Matrix metalloproteinases (MMPs), such as stromelysin, have been linked the degradation of articular cartilage in normal and pathologic tissue. Elevated levels of MMP production and mRNA expression have been detected in patients with rheumatoid arthritis, osteoarthritis and traumatic joint injury as well as in developing tissue and normal growth plate cartilage. While MMPs have been shown to degrade purified matrix macromolecules in vitro, their action against the matrix of intact cartilage has not been well established. The objectives of this thesis were threefold:​ (1) to characterize the ability of MMPs to degrade cartilage matrix constituents of intact cartilage;​ (2) to quantify the effects of this degradation on the functional biophysical properties of cartilage;​ and (3) to evaluate the ability of synthetic and natural MMP inhibitors to modulate these changes in composition and biophysical properties.

Bovine cartilage explants were treated with recombinant human stromelysin-1 and changes in biochemical, biomechanical, and physicochemical properties as well as histological appearance were assessed. Stromelysin treatment resulted in a time and dose dependent loss of proteoglycan fragments from the explants, increased degradation and loss of type IX collagen, and a concomitant swelling of the tissue. Histological examination demonstrated that proteoglycan loss proceeded inward from the exposed tissue surfaces, with a marked boundary between degraded and undegraded tissue. Stromelysin treatment resulted in marked decreases in equilibrium modulus and dynamic stiffness and a substantial increase in hydraulic permeability after three days in culture. Measurement of dynamic streaming potential showed that changes due to stromelysin treatment were strongly dependent on compression frequency, with dramatic decreases seen at high frequency prior to changes in mechanical properties, and little initial change seen at low frequency.
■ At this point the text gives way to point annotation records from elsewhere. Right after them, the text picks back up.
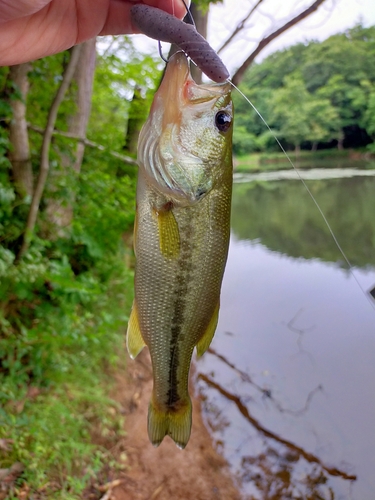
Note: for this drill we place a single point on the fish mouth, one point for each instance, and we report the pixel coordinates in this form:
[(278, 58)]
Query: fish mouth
[(178, 88)]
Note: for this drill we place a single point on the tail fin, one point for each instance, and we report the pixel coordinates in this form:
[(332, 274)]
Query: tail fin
[(176, 424)]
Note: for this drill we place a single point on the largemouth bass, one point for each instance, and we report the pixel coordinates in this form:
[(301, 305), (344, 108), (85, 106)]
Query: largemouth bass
[(181, 237)]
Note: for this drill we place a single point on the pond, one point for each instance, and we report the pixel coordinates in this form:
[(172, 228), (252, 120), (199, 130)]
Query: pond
[(288, 385)]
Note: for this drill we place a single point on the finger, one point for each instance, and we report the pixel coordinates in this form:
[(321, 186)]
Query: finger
[(10, 9), (118, 19)]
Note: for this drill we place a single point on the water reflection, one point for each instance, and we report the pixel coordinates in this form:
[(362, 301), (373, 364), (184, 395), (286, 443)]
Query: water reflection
[(283, 217), (288, 383)]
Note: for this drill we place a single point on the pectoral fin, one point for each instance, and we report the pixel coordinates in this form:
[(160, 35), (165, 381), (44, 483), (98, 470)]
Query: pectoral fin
[(134, 340), (169, 236), (206, 339)]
Cartilage from rabbit stifle joints which were exposed to stromelysin for 1 hour in vivo showed little difference in proteoglycan content from cartilage from contralateral control joints, while synovial fluid proteoglycan content from stromelysin treated joints was significantly higher than that of controls. Histological examination revealed that loss of proteoglycan, as indicated by both toluidine blue and FVDIPEN antibody staining, occurred primarily in a narrow region of the tissue near the articular surface. Consequently, the mechanical properties, such as equilibrium modulus and dynamic stiffness, of cartilage samples from treated joints did not differ significantly from those of control joints, while electromechanical properties, such as streaming potential and electrokinetic coupling coefficient, of cartilage from treated joints were degraded significantly compared to controls. Systemic administration of a synthetic MMP inhibitor signficantly decreased release of proteoglycan fragments to synovial fluid, inhibited loss of proteoglycan as indicated by toluidine blue and FVDIPEN antibody staining, and prevented changes in cartilage electromechanical properties due to intraarticular injection of stromelysin.

The degradation of cartilage matrix by endogenous MMPs was characterized by treatment of explants with 4-aminophenylmercuric acetate (APMA) to activate native MMPs or by treatment with interleukin- 10 (IL- 10) or retinoic acid (RA), which upregulate production of MMPs by chondrocytes, and may increase levels of other endogenous proteinases. Treatment with APMA resulted in significant loss of proteoglycan by 1 day in culture and in significant swelling response by 3 days in culture. Matrix degradation was manifest in changes in sample mechanical and electromechanical properties. Both a synthetic MMP inhibitor and the native MMP inhibitor, TIMP, significantly inhibited proteoglycan loss, swelling response, and changes in physical properties due to APMA treatment. Treatment with IL-1 /3 and RA induced significant loss of proteoglycan after 4 days in culture. Treatment with IL-10 resulted in an increased swelling response after 8 days in culture, while RA treatment did not. Both IL-1/3 and RA treatments resulted in significant changes in tissue mechanical and electromechanical properties which were partially modulated by addition of TIMP to the culture media. Use of synthetic inhibitors also partially modulated proteoglycan loss from IL-10 and RA treated tissue. Analysis of fragments in the culture media from these samples indicated that cleavage of proteoglycan did not occur at the VDIPEN-FFGV site associated with MMP activity, but rather at the NITEGE-ARGSVL site on the aggrecan core protein. This was the only proteinase activity observed against aggrecan in this system, and it was partially inhibited by the addition of a synthetic MMP inhibitor to the culture media.